The Heparin protocol evaluated in this study utilized a 1:1000 heparin solution delivered either via the syringe pump on the PrismaFlex machine, or via an external intravenous pump. The CRRT circuit was primed with 5000 units of heparin, and then an initial bolus of heparin was administered. A continuous infusion was maintained and adjusted based on the results of periodic testing of blood to target an activated partial thromboplastin time (aPTT) of 55–90 s.

CRRT sessions

During the 6 month pilot and the preceding 9 months, a total of 53 patients received CRRT. 24 patients were initiated on the Flexitrate protocol with no cross-over to the other protocols. 14 patients were initiated on the tRCA protocol with 1 patient crossing over to the Heparin protocol. 15 patients were initiated with the Heparin protocol with cross-over of 1 patient to the Flexitrate protocol and 4 patients to the tRCA protocol.

Baseline patient data were collected including demographics, diagnosis, clinical parameters, blood chemistry, blood gas results, and anticoagulation indices.

The patients received a total of 80 sessions of CRRT during this period. CRRT sessions were defined as a complete episode of CRRT treatment on a single set of orders utilizing a single anticoagulation protocol. Of these 80 sessions, 37 were performed with the Flexitrate protocol, 23 with the tRCA protocol, and 20 with the Heparin protocol. A total of 2852 h of dialysis were performed with the Flexitrate protocol, 3580 h with the tRCA protocol, and 2026 h with the Heparin protocol.

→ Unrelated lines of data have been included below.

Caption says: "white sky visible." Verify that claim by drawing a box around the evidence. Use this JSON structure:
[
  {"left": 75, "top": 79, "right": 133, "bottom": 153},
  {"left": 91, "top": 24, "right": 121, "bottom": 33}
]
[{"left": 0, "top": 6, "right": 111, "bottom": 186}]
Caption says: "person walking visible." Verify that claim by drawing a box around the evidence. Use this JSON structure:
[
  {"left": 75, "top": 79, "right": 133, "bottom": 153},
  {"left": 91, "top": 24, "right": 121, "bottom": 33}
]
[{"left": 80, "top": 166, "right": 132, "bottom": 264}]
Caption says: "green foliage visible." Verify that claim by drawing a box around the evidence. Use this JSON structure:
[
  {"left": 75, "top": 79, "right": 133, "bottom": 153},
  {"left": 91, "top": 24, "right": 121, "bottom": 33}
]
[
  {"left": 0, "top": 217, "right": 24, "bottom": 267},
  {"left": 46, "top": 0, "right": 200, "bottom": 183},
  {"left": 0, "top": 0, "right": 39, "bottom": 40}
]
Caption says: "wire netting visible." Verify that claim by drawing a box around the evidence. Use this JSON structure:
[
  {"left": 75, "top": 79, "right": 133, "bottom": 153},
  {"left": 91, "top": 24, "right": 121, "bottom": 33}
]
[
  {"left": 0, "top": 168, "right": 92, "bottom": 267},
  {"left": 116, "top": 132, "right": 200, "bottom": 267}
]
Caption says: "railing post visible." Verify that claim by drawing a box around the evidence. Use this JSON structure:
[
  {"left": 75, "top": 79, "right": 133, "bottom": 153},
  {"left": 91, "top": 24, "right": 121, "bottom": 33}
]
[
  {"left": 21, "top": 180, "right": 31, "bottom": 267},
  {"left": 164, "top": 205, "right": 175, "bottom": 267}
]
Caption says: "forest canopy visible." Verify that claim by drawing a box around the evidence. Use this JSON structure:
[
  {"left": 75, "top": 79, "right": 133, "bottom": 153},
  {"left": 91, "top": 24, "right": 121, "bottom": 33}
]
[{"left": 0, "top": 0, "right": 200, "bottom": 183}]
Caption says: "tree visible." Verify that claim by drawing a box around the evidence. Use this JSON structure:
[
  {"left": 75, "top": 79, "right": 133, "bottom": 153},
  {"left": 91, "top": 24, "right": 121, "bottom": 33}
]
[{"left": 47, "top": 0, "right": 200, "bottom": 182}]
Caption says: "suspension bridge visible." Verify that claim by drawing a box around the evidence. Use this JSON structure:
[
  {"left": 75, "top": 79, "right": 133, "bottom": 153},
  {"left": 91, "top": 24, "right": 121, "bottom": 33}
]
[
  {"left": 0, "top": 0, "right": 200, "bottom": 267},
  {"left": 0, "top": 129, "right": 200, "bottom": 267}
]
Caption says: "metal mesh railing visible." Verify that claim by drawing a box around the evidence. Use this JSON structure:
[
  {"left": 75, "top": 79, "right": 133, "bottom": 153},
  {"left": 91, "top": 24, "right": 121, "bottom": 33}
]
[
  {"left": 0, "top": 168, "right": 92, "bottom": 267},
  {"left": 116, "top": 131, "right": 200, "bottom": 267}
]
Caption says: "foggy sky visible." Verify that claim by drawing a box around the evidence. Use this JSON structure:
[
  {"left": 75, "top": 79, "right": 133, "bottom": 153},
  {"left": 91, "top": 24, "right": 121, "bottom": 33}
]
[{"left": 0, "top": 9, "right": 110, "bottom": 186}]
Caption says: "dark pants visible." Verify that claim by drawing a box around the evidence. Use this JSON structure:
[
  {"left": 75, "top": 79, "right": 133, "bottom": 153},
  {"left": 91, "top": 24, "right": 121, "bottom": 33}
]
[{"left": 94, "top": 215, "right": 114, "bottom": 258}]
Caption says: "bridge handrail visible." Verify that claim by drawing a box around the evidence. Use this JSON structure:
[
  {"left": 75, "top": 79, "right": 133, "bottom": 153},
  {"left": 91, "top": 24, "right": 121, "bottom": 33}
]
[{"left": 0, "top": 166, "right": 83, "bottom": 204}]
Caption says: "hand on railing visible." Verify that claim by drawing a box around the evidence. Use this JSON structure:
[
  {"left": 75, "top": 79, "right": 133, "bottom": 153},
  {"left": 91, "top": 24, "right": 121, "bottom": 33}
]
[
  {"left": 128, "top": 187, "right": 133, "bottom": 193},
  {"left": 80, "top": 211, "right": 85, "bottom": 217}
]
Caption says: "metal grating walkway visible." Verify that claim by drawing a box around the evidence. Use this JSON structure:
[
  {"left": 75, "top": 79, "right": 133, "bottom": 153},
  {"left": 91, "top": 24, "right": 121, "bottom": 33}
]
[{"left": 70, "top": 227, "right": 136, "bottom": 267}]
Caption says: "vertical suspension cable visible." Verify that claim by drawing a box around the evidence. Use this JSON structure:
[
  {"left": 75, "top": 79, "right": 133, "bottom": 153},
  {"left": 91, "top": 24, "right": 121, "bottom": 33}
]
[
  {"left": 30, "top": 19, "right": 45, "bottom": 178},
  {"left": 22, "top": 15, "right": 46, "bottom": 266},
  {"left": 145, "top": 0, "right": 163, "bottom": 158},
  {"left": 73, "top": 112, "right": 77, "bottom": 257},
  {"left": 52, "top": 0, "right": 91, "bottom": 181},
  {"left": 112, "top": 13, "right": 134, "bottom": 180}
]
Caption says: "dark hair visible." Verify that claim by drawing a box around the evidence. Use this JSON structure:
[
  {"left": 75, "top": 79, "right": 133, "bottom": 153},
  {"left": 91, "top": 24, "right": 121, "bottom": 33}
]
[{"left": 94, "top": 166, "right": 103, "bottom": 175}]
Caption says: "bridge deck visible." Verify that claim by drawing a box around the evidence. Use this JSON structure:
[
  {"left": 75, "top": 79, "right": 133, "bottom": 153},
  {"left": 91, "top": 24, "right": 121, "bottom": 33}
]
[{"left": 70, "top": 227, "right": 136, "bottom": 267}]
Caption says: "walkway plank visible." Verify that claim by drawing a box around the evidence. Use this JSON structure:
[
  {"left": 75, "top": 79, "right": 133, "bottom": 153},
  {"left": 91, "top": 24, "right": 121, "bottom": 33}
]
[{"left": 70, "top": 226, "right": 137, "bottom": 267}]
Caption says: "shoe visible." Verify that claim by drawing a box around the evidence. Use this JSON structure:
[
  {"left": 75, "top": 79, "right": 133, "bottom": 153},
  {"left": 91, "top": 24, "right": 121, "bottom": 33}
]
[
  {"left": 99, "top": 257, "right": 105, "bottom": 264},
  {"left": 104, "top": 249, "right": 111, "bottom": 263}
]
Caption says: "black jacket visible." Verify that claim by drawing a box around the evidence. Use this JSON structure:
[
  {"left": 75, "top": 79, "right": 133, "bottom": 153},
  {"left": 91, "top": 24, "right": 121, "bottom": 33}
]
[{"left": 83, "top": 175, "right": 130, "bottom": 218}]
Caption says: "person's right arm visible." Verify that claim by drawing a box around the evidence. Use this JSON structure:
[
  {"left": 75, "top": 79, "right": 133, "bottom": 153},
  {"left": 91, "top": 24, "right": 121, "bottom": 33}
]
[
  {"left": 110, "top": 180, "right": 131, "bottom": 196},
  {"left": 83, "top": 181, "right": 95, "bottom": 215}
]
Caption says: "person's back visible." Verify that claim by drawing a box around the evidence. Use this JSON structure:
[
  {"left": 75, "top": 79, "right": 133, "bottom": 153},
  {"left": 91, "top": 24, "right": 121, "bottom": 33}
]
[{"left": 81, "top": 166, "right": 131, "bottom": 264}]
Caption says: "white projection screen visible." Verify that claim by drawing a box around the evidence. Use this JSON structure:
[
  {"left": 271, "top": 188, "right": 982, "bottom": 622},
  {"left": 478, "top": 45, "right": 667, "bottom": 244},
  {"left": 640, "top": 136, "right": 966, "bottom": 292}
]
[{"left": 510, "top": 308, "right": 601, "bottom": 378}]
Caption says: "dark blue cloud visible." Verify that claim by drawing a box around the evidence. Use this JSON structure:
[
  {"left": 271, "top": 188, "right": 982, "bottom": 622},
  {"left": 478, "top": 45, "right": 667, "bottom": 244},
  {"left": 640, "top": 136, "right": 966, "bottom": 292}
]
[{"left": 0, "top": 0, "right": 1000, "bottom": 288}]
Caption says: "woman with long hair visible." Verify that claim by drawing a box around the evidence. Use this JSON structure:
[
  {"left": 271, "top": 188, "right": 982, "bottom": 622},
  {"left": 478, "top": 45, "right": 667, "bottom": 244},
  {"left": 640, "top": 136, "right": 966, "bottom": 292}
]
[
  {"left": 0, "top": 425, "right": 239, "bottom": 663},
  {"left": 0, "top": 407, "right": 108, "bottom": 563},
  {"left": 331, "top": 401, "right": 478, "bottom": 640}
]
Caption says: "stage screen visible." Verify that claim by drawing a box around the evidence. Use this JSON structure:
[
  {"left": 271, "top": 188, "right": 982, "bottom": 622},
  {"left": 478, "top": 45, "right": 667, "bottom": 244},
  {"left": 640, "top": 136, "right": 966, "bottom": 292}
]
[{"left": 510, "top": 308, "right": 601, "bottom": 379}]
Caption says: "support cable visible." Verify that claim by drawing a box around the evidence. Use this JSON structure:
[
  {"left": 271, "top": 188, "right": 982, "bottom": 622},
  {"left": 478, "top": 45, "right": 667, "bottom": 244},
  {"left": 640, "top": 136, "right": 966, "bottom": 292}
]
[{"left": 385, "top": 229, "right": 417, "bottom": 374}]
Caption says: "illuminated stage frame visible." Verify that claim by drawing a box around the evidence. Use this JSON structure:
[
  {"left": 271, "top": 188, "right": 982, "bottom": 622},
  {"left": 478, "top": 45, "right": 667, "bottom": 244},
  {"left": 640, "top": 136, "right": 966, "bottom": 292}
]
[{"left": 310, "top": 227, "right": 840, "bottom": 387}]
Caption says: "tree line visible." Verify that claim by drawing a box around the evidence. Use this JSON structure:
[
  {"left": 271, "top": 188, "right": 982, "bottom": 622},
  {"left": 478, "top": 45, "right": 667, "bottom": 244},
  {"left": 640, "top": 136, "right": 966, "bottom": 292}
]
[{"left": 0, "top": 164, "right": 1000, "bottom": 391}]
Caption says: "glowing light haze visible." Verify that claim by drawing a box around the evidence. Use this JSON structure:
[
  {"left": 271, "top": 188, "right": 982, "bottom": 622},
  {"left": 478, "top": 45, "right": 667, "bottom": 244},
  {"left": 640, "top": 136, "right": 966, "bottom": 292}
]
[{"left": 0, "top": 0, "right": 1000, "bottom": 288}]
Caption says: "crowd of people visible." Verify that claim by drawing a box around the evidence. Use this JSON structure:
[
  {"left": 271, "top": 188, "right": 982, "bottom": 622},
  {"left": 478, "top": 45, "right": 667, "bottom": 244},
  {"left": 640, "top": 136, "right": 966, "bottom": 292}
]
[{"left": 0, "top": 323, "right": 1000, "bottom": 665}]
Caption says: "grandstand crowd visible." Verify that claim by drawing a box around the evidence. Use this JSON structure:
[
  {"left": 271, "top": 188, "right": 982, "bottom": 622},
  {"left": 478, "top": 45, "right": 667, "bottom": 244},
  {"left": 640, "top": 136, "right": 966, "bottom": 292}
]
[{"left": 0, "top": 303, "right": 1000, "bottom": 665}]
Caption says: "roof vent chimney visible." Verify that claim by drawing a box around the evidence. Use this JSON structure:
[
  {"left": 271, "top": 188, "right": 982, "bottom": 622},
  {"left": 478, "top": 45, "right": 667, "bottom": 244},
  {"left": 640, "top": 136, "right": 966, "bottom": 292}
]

CRRT machine data were collected for each CRRT session to determine precise start/stop times, and rates for blood flow, dialysate, syringe pump, pre & post filter replacement, and fluid removal. Any concurrent use of heparin anticoagulation for an indication other than CRRT (e.g. acute coronary syndrome, deep venous thrombosis) was noted for the Flexitrate and tRCA protocols, as this could conceivably provide additional advantage to filter survival.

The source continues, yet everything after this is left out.